DataCite is different. While it began with the mission of creating DOIs for datasets, since 2009 DataCite has expanded to incorporate a wide variety of resource types including text, physical objects, protocols, images, preprints, and many others (Habermann, 2022). DOIs for instruments and samples have recently been included in DataCite, indicating that this trend towards increased diversity is continuing.

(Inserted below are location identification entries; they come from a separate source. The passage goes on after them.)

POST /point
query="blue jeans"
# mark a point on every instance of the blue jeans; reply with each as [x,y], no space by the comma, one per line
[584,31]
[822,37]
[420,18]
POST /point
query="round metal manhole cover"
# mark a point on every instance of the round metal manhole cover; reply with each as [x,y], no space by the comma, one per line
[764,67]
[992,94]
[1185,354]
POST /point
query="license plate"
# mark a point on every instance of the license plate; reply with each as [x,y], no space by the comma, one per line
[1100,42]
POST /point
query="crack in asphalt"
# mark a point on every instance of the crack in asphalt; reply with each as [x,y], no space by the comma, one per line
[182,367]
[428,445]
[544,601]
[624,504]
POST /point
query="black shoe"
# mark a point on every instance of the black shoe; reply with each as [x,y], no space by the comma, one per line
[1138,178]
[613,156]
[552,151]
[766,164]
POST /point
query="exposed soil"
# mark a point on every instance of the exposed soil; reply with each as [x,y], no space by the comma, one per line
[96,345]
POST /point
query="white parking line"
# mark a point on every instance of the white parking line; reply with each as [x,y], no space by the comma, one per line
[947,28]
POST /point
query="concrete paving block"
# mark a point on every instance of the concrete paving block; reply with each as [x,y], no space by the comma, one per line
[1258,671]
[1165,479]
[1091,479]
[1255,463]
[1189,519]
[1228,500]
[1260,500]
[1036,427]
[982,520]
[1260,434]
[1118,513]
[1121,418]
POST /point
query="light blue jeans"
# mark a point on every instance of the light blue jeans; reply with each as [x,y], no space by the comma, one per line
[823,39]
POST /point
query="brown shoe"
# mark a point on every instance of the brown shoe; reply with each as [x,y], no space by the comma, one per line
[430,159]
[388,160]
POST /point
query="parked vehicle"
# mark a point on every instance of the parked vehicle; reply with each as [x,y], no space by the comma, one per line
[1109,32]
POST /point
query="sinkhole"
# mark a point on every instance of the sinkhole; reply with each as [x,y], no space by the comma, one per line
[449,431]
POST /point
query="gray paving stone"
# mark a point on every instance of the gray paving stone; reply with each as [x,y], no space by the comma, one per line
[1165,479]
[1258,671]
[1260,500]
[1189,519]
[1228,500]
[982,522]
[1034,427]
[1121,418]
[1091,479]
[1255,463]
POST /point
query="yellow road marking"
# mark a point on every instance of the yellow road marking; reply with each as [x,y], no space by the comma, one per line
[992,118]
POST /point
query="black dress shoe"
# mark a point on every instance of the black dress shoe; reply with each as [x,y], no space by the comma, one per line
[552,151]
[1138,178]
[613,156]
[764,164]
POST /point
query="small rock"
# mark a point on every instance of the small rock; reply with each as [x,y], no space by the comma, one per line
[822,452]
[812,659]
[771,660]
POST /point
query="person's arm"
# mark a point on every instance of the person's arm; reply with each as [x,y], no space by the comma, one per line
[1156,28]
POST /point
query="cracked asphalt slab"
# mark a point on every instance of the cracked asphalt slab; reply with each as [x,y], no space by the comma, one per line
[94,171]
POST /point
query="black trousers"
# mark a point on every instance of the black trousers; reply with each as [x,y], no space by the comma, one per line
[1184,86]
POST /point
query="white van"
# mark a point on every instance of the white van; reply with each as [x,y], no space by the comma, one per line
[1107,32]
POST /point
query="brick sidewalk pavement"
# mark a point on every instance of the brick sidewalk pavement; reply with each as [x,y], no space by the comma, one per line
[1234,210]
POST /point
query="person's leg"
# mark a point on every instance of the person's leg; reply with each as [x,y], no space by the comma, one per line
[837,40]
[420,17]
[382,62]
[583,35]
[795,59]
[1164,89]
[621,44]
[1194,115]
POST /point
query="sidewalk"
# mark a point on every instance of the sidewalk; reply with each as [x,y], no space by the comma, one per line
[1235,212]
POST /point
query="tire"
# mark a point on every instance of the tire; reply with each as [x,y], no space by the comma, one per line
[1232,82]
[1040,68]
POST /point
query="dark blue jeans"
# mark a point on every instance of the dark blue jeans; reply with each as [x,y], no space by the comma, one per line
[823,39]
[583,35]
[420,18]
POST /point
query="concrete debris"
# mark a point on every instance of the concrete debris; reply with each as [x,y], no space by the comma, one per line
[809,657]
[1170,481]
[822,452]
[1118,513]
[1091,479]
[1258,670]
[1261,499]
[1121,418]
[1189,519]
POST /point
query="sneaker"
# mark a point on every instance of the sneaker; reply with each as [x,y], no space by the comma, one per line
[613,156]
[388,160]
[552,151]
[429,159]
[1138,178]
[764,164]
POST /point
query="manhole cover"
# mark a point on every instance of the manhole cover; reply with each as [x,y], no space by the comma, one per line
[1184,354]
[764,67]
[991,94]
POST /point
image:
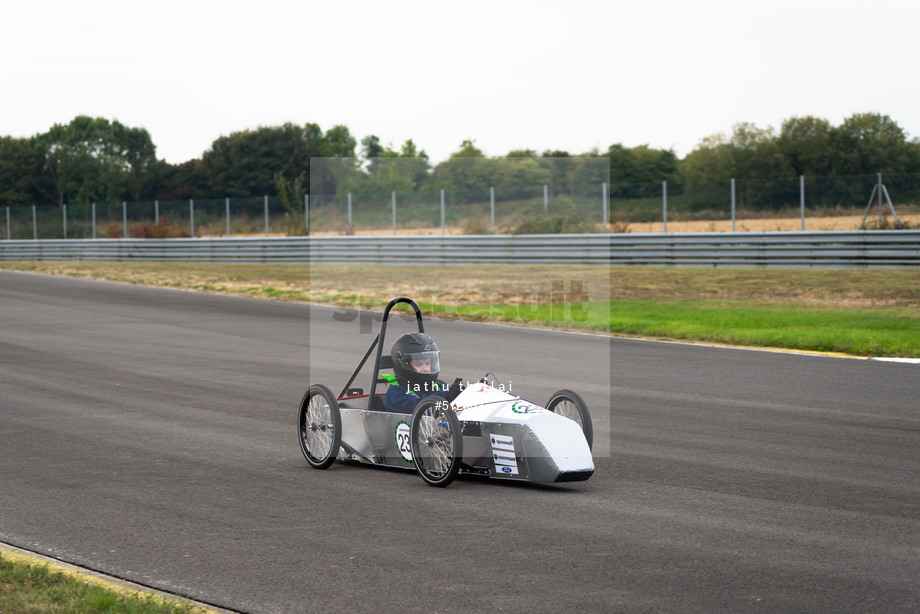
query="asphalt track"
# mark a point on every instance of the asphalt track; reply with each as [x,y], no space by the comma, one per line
[149,434]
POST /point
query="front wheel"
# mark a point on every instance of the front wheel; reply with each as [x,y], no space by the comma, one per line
[437,444]
[572,406]
[319,424]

The FAIR Island Project has recently been exploring how the global research infrastructure can be used to connect all kinds of research resources related to scientifically significant places (Thomer, 2022) back to the place that enabled the work (i.e. the field station). To make these connections, we need identifiers for the field stations, DOIs for all research resources, and a metadata record with an identifier to connect everything together. In this blog we describe an experiment using DataCite metadata to make connections to metadata for projects done at the field stations. Using DataCite metadata to identify and connect resources for projects is not new, over 100,000 DataCite records, primarily from the Open Science Foundation and Zenodo, have included “Project” in the free text resourceType fields since 2014.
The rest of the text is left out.